Hay silencios que también son irrespetuosos y manejos de tiempo que son agravios mayores. Existen conversaciones irrespetuosas y preguntas siempre salidas de tono, rayando con la grosería o levantando ampollas que nadie quisiera dejar al descubierto. Existen seres que solamente con su postura están acabando con cualquier posibilidad de interlocución y otros que, al no querer agredir a nadie, son tan difíciles de ver que se vuelven parte del paisaje. El respeto, íntimamente ligado con la comunicación personal, hacen carrera para que más personas ganen en prudencia y miren en otros lo que ellos jamás quisieran hacerle a los demás.
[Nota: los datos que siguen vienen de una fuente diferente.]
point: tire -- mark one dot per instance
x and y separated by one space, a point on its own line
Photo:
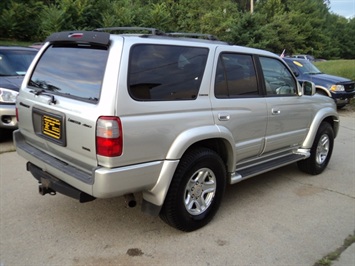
321 151
196 190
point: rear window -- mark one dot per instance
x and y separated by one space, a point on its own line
71 71
165 72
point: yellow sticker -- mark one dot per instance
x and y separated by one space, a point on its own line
297 63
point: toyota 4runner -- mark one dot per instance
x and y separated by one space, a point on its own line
171 116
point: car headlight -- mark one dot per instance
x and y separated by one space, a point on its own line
7 96
337 88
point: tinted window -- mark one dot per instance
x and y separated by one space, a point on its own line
235 76
75 72
15 62
278 79
162 72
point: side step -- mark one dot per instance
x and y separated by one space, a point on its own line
244 173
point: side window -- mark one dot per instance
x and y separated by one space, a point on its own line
235 76
165 72
278 79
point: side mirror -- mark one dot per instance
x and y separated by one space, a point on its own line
308 88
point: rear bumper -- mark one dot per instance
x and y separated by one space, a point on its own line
99 183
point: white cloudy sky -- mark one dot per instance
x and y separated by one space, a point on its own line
345 8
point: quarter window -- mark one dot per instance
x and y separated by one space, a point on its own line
165 72
278 79
235 76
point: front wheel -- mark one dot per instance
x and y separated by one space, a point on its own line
196 190
321 151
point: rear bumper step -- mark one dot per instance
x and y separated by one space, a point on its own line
50 184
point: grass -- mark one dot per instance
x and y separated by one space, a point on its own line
342 68
332 256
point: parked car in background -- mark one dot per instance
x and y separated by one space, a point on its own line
170 116
339 88
14 62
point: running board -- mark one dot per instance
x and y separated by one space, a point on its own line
254 170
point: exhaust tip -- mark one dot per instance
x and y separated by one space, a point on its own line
130 200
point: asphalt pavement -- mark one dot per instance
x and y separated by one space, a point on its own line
283 217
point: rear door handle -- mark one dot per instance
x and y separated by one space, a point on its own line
275 111
223 116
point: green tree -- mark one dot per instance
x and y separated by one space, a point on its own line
20 20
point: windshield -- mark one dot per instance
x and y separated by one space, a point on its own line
72 71
15 62
306 67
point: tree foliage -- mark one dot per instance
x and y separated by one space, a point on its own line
303 26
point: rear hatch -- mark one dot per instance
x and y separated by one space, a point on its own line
61 99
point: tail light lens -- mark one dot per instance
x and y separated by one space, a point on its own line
109 136
18 120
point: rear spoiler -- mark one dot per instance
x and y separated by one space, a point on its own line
85 37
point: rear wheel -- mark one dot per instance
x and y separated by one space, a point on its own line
321 151
196 190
Vivimos hoy en un mundo en el que todos clamamos a los siete vientos que nos respeten. Nos inventamos a cada segundo nuevos nombres para obligar a otros a que nos llamen de cierta forma y generamos constantes fronteras, supuestamente con el objetivo de ser más incluyentes y ecuánimes. Se nos olvida que a esta ecuación le falta una pieza fundamental del engranaje, la que debe reconocer de dónde venimos y la resistencia que naturalmente tendrá toda máquina, incluida la social, en gestionar e integrar un cambio. Esperamos la aceptación de todos de forma inmediata, pero abucheamos públicamente a quien piensa diferente e irrespetamos su posición sin detenimiento o consideración alguna. Olvidamos que el principio del respeto juega también en favor del otro y no en exclusividad propia.
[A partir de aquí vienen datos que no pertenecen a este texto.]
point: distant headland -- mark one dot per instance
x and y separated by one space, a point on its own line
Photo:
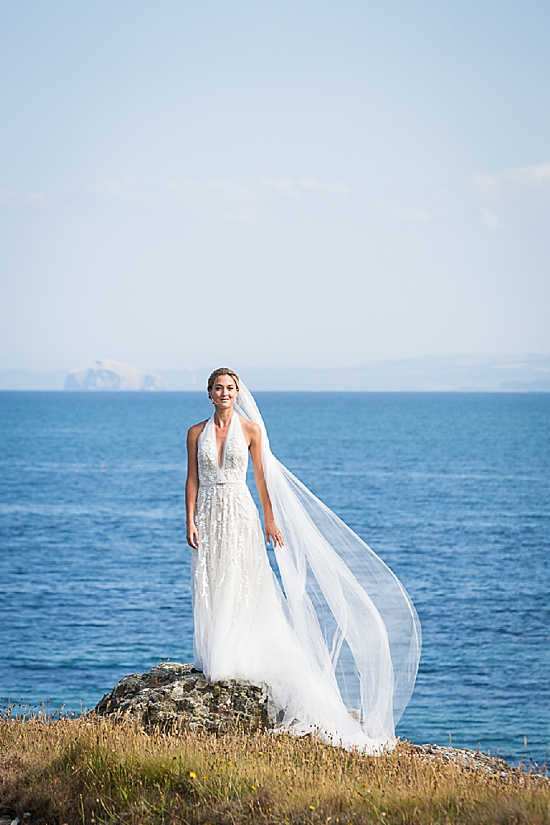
111 375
La célebre frase de “Mi libertad termina en donde empieza la del otro”, no alude a nada distinto que al respeto. Vemos innumerables situaciones que se salen de lo ordinario y que cuestionan a diario el valor de su definición. Estamos metidos de cabeza en fortalecer la inclusión y la creación de ambientes cada vez más seguros para todos, pero al final lo que estamos haciendo es crear nuevas formas de ejemplificar algo que debemos aprender desde pequeños: ser respetuosos. Para nadie debe ser un misterio que quienes han sido rechazados por años, bien sea por su etnia, religión, orientación sexual, género, condiciones físicas, líneas de pensamiento, entre millones de otras características, seguirán exigiendo y demandando de parte de todos, respeto. ¿Pero quién respeta al que no piensa, se viste, ama, vive, cree o habla, igual que tú?
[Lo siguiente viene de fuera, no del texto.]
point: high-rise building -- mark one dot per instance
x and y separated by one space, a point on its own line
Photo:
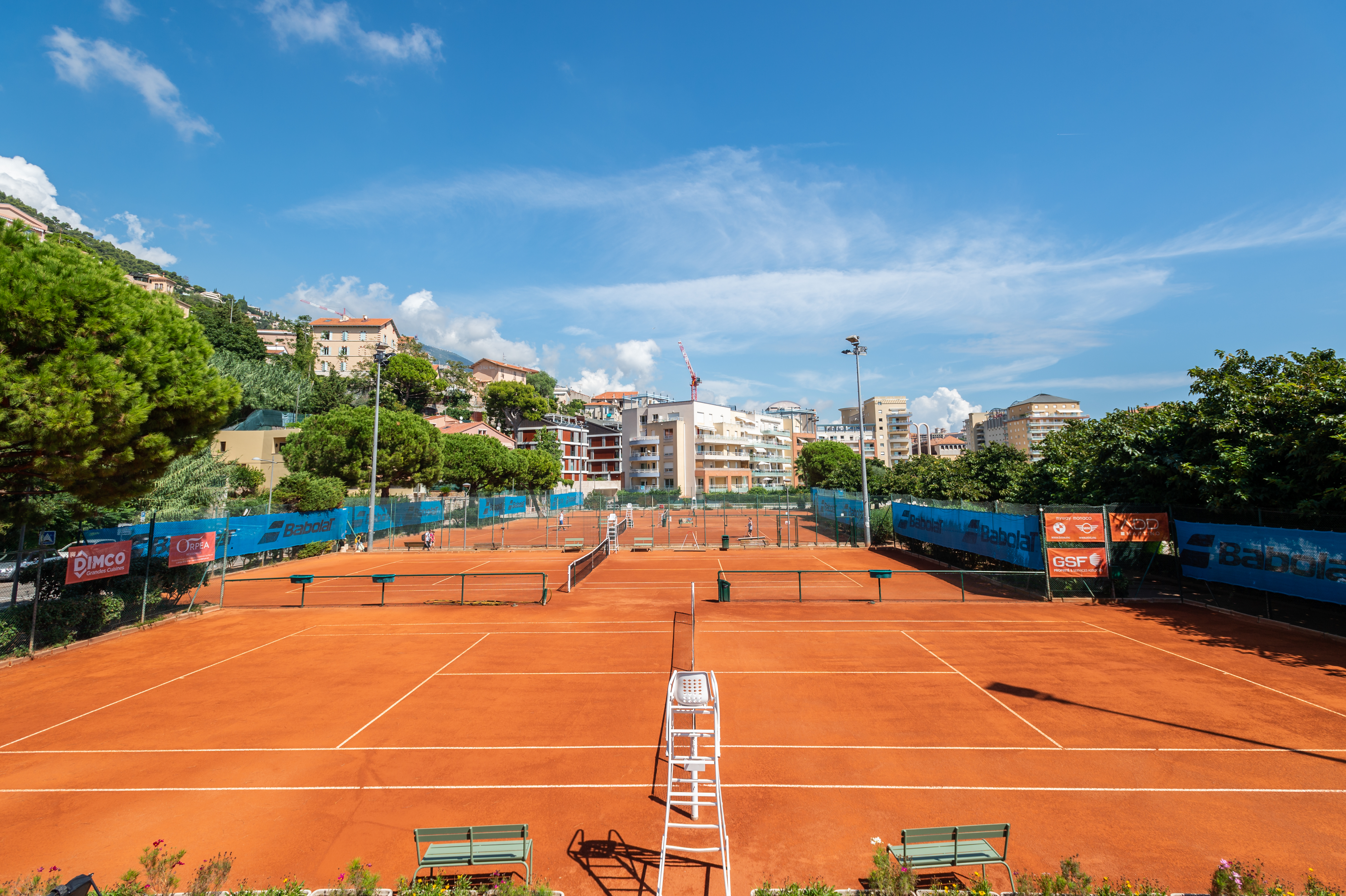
1032 420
Aprendemos fácilmente y muy rápido lo que no nos gusta. Sabemos desde muy pequeños qué nos agrede e intuimos qué de lo que hacemos ofende a los demás. Debería ser más sencillo para nosotros poner en valor eso y exigirnos el mayor nivel de respeto posible, mejorando nuestras relaciones y con ello viviendo en entornos más tranquilos, sin duda un reto de autogestión personal al que vale la pena meterle el esfuerzo.